Relion users and Sjors:
I am using a version of Relion (1.4 beta) that Sjors provided to help deal with a memory issue when making the movie.star file
for a larger data set (42K particles).
The next step in processing is to align each ptcl within its movie stackfile and create a data.star file that contains this information
that is used in the subsequent step to polish the ptcls, which actually creates new ptcl files (as mrcs).
Since I have a mixed cluster with older and newer nodes, for memory intensive jobs I run on a queue with the new nodes
which have 12 cores and 2.7 Gb/core so a total of 32 Gb available. Now these nodes were used to run the final
3d refinement of the unshiny ptcls successfully, so there is enough memory for this step.

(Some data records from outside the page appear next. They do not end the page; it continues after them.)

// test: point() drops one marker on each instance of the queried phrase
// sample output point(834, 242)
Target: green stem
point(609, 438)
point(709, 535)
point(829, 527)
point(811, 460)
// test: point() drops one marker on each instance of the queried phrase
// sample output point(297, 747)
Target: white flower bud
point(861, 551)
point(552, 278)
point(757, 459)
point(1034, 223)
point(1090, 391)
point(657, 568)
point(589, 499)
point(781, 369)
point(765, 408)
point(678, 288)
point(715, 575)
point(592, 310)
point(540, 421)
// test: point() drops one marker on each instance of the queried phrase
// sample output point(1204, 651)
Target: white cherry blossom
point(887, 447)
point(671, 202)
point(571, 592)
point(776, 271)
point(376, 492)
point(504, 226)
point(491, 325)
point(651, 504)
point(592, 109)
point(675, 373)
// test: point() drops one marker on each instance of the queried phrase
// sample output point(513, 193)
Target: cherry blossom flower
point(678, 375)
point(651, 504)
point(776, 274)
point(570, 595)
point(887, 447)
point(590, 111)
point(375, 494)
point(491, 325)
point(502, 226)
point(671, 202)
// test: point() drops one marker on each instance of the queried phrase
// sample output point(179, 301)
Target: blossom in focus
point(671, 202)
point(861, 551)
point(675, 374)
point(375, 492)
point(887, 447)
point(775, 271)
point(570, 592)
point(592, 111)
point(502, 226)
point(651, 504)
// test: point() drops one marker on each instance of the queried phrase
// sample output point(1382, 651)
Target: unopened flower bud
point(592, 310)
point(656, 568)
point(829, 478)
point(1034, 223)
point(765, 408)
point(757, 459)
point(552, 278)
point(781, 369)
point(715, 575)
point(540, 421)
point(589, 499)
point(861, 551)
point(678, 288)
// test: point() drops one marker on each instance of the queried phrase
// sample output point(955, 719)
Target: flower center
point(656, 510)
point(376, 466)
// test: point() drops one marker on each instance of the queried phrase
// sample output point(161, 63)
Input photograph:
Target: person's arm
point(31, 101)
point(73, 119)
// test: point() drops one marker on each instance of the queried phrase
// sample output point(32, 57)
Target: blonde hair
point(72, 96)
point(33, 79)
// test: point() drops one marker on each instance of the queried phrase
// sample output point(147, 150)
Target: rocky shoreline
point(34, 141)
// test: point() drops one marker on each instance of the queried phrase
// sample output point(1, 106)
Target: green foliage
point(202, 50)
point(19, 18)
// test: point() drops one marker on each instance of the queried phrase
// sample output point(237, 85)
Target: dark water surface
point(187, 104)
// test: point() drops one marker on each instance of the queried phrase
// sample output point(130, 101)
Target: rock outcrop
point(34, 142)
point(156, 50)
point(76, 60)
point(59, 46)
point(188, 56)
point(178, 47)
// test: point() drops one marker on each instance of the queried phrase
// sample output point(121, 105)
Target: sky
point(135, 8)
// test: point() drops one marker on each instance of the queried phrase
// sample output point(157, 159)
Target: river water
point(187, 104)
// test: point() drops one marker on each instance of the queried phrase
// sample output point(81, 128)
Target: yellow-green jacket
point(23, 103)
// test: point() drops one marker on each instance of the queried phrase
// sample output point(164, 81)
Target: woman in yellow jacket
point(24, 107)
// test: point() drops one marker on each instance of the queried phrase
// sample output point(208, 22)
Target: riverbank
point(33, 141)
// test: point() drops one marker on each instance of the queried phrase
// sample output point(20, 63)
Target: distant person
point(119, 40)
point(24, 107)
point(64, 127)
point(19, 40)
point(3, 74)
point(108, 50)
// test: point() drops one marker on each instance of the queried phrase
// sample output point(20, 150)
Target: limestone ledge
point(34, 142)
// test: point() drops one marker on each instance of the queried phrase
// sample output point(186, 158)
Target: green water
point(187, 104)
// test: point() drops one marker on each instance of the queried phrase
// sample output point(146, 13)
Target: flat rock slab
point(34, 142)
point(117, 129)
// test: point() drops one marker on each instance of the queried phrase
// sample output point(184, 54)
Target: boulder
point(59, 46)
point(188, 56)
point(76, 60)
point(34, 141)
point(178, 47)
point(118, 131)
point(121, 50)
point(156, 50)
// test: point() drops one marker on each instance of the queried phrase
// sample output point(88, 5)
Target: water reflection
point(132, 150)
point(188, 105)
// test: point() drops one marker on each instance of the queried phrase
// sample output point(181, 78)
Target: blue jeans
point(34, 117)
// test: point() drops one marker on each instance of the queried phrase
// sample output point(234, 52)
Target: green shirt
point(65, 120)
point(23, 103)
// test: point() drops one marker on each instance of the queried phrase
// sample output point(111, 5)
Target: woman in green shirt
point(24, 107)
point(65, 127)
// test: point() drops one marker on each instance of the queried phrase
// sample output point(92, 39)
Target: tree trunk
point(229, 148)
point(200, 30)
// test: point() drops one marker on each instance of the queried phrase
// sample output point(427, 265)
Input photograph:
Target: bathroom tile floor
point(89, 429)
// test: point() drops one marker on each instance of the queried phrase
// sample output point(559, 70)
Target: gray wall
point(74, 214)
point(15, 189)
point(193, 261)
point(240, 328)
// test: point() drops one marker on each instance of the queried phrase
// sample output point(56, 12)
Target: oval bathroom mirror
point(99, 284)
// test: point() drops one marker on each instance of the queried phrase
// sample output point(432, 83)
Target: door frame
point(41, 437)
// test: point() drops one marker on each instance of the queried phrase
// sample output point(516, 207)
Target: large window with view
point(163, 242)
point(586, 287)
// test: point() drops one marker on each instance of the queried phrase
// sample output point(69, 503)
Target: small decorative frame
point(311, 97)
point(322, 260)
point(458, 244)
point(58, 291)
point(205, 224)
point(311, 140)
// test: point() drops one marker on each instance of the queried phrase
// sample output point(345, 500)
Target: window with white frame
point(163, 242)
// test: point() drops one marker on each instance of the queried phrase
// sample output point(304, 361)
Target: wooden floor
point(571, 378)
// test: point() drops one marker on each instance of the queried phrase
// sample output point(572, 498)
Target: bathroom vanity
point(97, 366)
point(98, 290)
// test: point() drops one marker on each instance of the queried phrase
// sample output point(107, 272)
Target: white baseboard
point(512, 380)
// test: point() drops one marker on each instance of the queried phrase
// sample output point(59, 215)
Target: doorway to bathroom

However, the next step with move ptcls stopped after about 12 hrs with the usual cryptic error>
--------------------------------------------------------------------------
mpiexec noticed that process rank 1 with PID 28201 on node compute-0-7.local exited on signal 9 (Killed).

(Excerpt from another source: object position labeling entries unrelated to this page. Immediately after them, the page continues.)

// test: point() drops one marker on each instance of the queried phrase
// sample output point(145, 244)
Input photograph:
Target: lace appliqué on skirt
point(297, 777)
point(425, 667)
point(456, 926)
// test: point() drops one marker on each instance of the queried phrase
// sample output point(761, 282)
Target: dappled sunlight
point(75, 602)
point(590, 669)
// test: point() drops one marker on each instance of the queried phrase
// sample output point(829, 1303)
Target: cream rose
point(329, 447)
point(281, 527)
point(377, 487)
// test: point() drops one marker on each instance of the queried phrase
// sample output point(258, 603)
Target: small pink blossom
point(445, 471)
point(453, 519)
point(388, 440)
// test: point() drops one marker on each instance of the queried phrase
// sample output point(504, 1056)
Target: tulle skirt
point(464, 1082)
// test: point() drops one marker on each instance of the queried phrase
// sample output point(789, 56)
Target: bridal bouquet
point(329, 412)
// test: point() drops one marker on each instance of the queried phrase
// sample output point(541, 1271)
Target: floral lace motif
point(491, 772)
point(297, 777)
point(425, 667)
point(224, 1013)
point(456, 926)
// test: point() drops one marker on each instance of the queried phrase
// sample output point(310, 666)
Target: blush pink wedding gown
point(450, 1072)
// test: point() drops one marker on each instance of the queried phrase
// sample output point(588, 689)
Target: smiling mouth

--------------------------------------------------------------------------
which in the past I have associated with a memory issue or some unspecified cluster issue with relion.
We have run these jobs with other data sets before, but the data sets were smaller (usually about 20K ptcls).
We often just run the job again when it crashes and if we are lucky it goes through to completion.
Is there any way to trouble shoot the problem and solve it, really can't buy more memory for our cluster.
Is it possible to split the optimizer and movie star files each into 2 files with the same headers, and run "smaller jobs" and then combine the
final data.star files before the next step in processing?
C Akey
|